While AI has done much good, it has also created adverse effects. Machine learning systems have perpetuated harmful stereotypes, generated results that treat some minority groups unfairly, aided the spread of disinformation, and enabled some governments to oppress their citizens. It’s up to us to find, call out, and solve these problems.
But there’s a difference between airing problems so we can work toward a solution and attacking fellow AI developers for their perceived sins. We’re sometimes too quick to attack each other on social media when we have disagreements. Misdirected criticisms can go viral before a correction can catch up.
I’ve seen many events that people may have misconstrued:
- A workshop had a slate of invited speakers who were all of one gender and lacked diversity in other dimensions. The organizer must have been biased, right? Actually, the group was fairly diverse until several speakers unexpectedly canceled at the last minute, leaving a homogeneous slate.
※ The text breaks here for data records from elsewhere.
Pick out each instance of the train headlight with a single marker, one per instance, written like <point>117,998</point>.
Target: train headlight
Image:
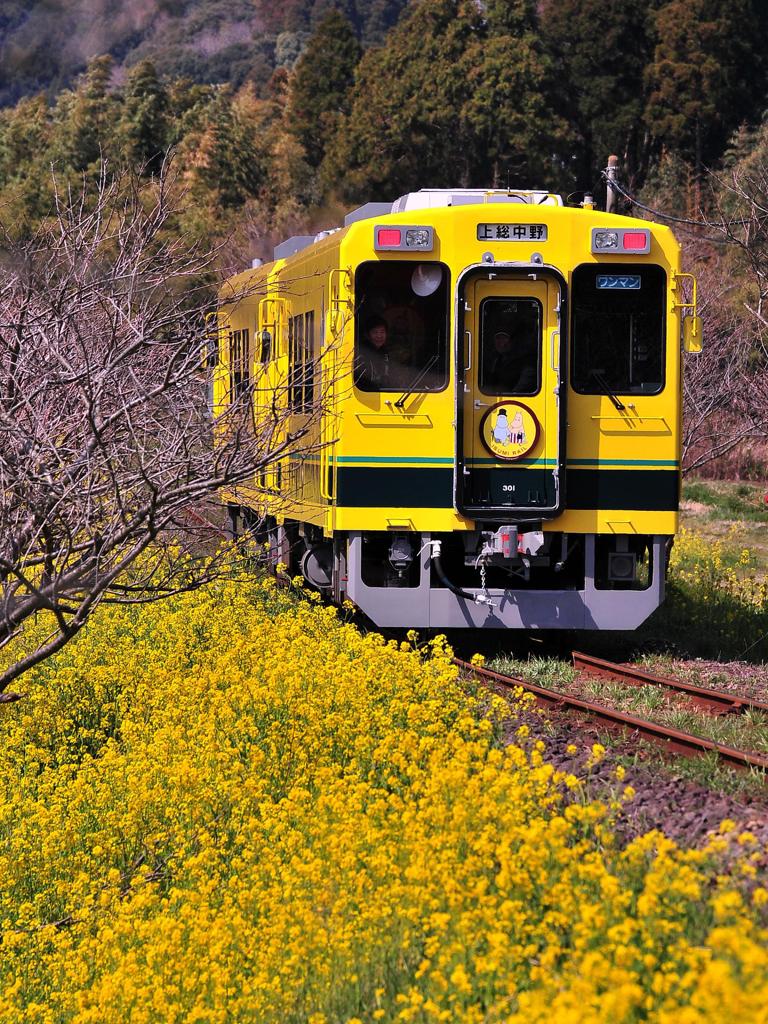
<point>621,240</point>
<point>417,238</point>
<point>409,237</point>
<point>605,240</point>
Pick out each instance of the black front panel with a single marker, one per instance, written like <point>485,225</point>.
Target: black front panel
<point>640,489</point>
<point>387,486</point>
<point>513,486</point>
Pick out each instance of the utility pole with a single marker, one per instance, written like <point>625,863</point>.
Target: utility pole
<point>611,175</point>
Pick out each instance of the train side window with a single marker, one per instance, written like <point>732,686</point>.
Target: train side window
<point>308,373</point>
<point>619,329</point>
<point>265,346</point>
<point>301,361</point>
<point>401,326</point>
<point>239,361</point>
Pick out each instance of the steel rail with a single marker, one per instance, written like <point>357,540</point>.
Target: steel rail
<point>711,699</point>
<point>671,739</point>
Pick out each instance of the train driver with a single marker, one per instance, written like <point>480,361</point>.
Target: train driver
<point>380,365</point>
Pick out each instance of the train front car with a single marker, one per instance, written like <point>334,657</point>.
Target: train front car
<point>504,427</point>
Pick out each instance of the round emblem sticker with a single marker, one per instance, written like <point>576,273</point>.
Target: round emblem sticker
<point>509,430</point>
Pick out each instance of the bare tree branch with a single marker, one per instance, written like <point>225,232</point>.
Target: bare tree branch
<point>107,442</point>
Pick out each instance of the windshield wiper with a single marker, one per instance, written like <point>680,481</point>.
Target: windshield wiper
<point>606,389</point>
<point>403,397</point>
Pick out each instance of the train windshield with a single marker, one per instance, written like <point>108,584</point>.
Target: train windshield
<point>401,327</point>
<point>619,329</point>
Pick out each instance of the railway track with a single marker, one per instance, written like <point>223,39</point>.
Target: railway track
<point>715,700</point>
<point>673,740</point>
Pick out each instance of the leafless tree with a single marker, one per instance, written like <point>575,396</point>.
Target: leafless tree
<point>724,386</point>
<point>107,438</point>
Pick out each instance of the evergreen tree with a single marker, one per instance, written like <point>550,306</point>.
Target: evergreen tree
<point>458,96</point>
<point>144,121</point>
<point>90,117</point>
<point>708,75</point>
<point>601,51</point>
<point>322,83</point>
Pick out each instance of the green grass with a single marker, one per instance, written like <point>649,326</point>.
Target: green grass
<point>725,500</point>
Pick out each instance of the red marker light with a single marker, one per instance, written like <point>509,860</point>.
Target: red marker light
<point>635,240</point>
<point>389,237</point>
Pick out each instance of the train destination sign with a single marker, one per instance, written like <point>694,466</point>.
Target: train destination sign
<point>512,232</point>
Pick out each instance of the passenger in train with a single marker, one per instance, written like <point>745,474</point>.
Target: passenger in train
<point>511,367</point>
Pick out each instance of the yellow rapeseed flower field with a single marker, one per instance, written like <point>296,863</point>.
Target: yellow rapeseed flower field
<point>233,807</point>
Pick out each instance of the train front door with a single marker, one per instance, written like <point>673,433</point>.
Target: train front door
<point>510,436</point>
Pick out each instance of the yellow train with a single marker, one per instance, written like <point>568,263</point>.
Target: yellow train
<point>491,385</point>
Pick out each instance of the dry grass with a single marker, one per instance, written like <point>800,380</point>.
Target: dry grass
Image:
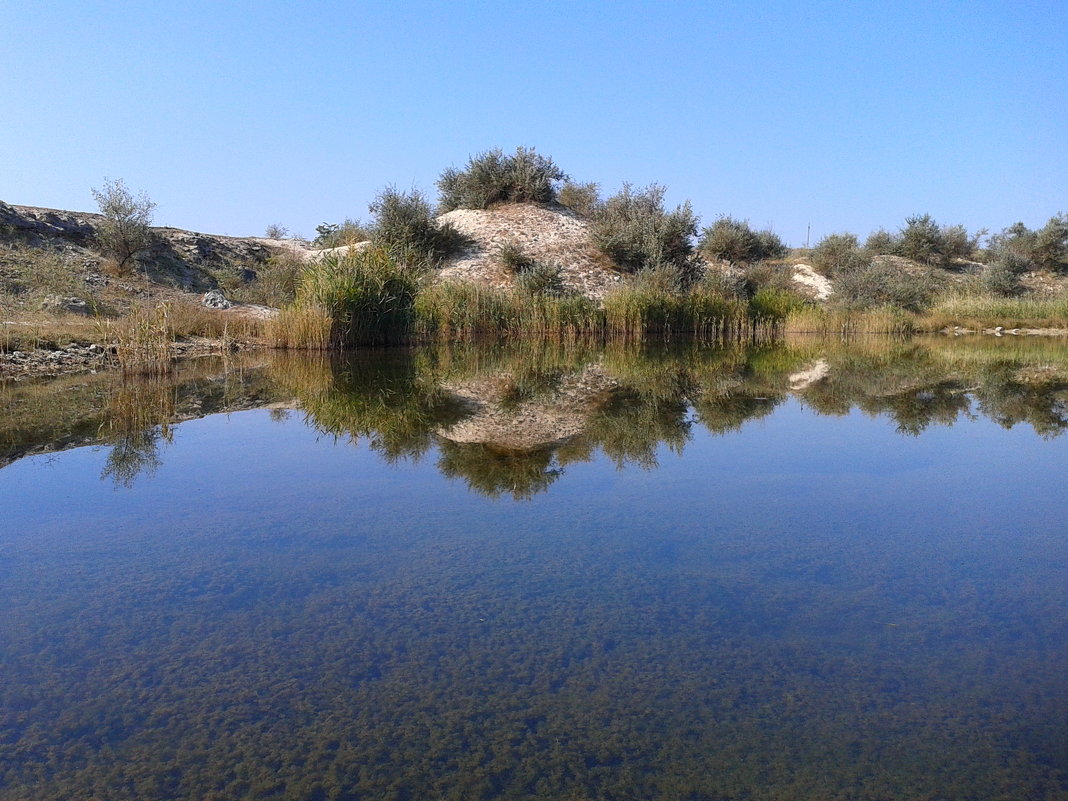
<point>978,311</point>
<point>838,322</point>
- A vision algorithm favored a light skinned person over a dark skinned person. Clearly the algorithm was racist, and possibly the people who built it as well, right? But when its performance was examined on a larger set of data, this appeared to be an isolated example rather than a pervasive trend.
- Members of a majority group found a certain word derogatory toward a particular minority and had it removed from public communications. Anyone using it must be insensitive and ignorant, right? It turned out the minority group in question didn’t consider the word derogatory. Perhaps the critics were mistaken.
To be clear, the AI world has problems. I don’t want anyone to shy away from addressing them. When you come across a pressing issue, here are suggestions that might encourage productive conversation:
- Reach out privately. When you see someone doing something you consider problematic — perhaps even unethical — give them a chance to explain why, or make sure someone else has, before you fire off that explosive tweet. Perhaps they had an innocent, or even positive, reason for their actions that you weren’t aware of.
- Encourage transgressors to correct their mistakes. If you find that a scientist has made an error, try privately to persuade them to publish a correction or retraction. That can fix the problem while preserving their dignity. If you reach out and find them immovable or they refuse to engage, you can still call them out publicly and make sure the truth gets out.
- Don’t be cowed. If you find a real problem, and you’ve spoken with the people at the center of it and found that more needs to be said in public, go for it! If you’re not sure, consider asking colleagues to help you double-check your thinking, consider other perspectives, and gather allies who can help you push forward.
As we wrestle with important issues around values, ethics, diversity, and responsibility, let’s keep our arguments civil and support discussions that focus on solving problems rather than public shaming. In addition to being civil yourself, I ask you also to encourage others to be civil, and think twice before repeating or amplifying messages that aren’t. The AI community faces difficult challenges, and working together will make us more effective in wrestling with them.
Happy Thanksgiving and keep learning!